Dari tuduhan bahwa ‘NU Garis Lurus’ kemasukan kelompok Salafy, sebagaimana fitnahan dalam tulisan M. Alim yang dimuat dalam situs resmi NU www.nu.or.id berjudul “Meluruskan “NU Garis Lurus”.
Dalam artikel yang ditulis dengan emosional dan tanpa referensi ini, penulis mengatakan dua hal;
Pertama, ‘NU Garis Lurus’ adalah mengesankan bahwa NU struktural adalah NU yang tidak lurus. Kedua, ‘NU Garis Lurus’ merupakan bentukan untuk menandingi aliran-aliran yang dianggap sesat semisal liberalisme dan Syiah yang ada di dalam tubuh NU struktural.

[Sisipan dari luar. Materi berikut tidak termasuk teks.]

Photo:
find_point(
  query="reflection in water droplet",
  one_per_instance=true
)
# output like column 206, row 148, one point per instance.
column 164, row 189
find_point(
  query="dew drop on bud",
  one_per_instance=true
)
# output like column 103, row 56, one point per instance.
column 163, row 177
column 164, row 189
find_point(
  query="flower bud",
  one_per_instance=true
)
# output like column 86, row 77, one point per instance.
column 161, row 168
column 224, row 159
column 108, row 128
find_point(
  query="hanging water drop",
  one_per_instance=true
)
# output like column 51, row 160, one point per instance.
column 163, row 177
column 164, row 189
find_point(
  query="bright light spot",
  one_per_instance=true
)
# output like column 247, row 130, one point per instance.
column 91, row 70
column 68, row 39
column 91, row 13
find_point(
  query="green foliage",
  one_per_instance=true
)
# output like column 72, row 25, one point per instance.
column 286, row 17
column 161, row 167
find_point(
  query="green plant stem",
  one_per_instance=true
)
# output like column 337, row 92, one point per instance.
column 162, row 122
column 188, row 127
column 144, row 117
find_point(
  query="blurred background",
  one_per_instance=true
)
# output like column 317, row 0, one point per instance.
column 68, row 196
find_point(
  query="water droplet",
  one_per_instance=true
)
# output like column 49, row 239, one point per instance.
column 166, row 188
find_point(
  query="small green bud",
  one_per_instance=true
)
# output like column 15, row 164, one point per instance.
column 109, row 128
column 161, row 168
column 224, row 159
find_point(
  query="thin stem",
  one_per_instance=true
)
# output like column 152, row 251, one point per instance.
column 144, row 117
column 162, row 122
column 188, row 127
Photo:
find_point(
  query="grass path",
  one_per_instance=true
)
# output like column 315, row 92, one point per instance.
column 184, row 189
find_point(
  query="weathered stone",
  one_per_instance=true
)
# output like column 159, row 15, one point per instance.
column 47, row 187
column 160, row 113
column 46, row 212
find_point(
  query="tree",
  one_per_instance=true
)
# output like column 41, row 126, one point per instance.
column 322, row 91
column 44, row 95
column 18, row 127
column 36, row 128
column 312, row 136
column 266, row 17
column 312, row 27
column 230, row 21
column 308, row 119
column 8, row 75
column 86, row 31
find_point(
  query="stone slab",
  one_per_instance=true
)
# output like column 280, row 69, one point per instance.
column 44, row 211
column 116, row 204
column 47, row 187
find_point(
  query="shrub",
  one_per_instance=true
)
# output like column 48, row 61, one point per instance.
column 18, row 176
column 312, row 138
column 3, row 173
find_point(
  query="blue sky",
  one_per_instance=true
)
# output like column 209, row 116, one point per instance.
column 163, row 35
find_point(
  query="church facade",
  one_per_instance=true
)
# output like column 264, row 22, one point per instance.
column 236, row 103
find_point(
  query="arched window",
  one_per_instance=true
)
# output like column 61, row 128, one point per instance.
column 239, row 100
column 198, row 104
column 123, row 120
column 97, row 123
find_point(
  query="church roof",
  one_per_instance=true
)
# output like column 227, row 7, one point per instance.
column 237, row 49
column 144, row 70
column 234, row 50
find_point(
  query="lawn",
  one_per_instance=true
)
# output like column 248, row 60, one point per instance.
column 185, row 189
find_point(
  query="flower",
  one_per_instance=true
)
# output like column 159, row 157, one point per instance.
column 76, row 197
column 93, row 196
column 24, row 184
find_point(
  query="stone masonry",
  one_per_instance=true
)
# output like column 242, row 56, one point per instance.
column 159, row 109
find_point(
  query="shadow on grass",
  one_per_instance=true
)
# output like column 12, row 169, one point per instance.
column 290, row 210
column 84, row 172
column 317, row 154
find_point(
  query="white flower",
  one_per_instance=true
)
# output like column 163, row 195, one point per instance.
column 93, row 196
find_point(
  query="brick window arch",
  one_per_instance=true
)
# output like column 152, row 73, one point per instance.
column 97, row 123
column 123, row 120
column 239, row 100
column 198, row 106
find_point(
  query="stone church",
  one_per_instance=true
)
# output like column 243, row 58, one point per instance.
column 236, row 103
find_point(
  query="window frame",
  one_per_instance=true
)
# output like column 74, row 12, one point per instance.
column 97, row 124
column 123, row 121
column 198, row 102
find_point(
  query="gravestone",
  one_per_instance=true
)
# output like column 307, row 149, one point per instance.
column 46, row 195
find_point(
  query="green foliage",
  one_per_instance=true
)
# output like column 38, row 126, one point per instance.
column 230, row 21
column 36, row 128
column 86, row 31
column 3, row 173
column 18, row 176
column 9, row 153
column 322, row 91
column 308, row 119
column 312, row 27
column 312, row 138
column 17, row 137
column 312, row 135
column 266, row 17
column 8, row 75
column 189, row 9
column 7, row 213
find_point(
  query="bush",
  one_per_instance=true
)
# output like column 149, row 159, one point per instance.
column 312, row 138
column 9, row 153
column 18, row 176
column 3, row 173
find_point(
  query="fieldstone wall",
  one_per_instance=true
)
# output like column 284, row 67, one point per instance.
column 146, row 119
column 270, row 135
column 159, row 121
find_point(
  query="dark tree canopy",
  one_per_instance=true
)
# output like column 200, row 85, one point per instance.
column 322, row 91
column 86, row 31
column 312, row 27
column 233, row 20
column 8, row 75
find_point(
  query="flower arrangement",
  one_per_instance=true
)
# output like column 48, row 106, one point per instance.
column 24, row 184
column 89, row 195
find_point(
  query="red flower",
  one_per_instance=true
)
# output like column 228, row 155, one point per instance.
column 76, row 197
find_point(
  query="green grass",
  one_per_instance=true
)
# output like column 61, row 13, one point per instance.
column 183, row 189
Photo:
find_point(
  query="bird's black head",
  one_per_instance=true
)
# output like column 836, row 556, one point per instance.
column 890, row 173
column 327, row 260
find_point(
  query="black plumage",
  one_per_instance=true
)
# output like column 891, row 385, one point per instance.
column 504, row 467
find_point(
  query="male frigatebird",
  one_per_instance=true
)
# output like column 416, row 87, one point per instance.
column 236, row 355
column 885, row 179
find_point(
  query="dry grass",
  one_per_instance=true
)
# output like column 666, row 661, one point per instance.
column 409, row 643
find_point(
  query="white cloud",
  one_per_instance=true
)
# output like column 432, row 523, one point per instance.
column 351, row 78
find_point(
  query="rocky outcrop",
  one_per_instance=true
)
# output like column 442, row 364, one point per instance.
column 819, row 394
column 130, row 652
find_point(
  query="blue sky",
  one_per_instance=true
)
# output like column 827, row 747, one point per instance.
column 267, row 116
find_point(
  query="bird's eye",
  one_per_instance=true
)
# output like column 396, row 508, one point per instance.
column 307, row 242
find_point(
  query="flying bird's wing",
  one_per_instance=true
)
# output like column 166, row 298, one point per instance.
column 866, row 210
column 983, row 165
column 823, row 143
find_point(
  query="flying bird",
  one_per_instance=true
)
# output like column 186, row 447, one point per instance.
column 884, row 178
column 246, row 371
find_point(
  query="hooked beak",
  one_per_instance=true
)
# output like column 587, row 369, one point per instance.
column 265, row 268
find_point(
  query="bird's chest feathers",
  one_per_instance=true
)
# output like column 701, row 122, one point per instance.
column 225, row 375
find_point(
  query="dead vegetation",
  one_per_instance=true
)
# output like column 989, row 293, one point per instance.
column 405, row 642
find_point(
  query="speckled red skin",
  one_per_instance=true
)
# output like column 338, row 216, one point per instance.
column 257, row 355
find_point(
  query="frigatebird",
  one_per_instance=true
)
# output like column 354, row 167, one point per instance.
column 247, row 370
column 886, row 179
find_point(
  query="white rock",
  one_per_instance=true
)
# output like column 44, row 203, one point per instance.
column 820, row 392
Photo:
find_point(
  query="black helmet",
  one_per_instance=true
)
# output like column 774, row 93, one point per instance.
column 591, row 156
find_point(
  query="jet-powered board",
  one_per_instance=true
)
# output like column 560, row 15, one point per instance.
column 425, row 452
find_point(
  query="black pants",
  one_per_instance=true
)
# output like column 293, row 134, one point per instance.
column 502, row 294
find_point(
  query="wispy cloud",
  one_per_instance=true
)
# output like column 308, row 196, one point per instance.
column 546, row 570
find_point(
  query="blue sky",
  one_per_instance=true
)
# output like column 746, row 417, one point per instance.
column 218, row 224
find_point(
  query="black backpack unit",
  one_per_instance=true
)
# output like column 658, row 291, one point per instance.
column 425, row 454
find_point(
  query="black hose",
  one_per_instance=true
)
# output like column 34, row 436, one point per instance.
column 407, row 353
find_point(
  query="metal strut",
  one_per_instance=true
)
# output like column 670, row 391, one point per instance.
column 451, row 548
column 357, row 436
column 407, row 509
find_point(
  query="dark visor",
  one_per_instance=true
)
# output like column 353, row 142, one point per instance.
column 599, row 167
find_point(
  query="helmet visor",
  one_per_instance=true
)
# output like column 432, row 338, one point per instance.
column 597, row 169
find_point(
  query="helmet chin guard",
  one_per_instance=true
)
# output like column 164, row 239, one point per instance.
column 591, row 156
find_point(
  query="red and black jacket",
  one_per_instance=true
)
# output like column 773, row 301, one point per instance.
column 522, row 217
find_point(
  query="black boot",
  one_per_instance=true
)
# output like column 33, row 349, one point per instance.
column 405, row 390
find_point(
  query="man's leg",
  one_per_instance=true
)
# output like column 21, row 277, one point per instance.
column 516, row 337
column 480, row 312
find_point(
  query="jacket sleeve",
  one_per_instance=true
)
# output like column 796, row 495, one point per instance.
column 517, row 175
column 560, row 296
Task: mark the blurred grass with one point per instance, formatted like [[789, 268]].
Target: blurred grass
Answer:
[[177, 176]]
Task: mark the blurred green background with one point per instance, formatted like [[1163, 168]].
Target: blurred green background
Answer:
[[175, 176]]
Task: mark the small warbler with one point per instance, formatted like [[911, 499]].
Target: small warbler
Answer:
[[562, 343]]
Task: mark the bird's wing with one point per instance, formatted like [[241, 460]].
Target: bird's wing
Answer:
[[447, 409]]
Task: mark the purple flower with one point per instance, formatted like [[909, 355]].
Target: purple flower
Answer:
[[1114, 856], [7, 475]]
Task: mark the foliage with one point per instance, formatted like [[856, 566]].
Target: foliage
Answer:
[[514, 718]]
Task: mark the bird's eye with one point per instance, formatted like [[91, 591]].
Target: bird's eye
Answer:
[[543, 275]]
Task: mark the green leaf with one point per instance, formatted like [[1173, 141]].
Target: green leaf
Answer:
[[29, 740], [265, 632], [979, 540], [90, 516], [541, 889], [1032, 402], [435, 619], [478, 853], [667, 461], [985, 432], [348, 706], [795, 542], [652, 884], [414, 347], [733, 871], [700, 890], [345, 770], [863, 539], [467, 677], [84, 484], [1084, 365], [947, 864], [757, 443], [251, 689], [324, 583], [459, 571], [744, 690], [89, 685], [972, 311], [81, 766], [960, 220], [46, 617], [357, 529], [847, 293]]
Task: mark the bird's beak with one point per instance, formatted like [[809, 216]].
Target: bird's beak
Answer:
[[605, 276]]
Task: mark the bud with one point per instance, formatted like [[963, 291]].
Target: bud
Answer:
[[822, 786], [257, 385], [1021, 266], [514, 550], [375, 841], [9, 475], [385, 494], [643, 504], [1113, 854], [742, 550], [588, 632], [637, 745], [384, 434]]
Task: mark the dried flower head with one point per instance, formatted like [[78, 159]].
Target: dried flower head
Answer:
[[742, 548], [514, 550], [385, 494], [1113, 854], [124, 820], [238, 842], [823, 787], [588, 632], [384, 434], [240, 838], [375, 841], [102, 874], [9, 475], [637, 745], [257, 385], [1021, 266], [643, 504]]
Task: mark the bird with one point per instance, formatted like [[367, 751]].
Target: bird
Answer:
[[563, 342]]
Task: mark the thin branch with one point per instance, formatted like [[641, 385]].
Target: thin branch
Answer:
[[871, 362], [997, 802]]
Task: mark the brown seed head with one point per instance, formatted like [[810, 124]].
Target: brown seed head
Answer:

Sangatlah tidak benar keberadaan ‘NU Garis Lurus’ menganggap NU struktural tidak lurus. Jika yang dimaksud adalah NU yang dicita-citakan oleh KH Hasyim Asy’ari, yaitu NU yang tegas kepada aliran-aliran sesat, sebagaimana hal itu tertorehkan ketegasan beliau dalam kitab Risalah Ahlusunnah wal-Jamaah, dimana di dalam kitab tersebut beliau mengkritik kelompok yang suka mengkafirkan, penganut Syiah imamiyah, penganut aliran kebatinan dan pengikut aliran tasawwuf menyimpang dengan konsep manunggaling kawulo gusti [Hasyim Asya’ri, “Risalah ahlusunnah wal Jamaah”, baca Maktabah al-Turats al-Islamy hal. 09), maka ‘NU Garis Lurus’ tidak akan ada keberadaanya.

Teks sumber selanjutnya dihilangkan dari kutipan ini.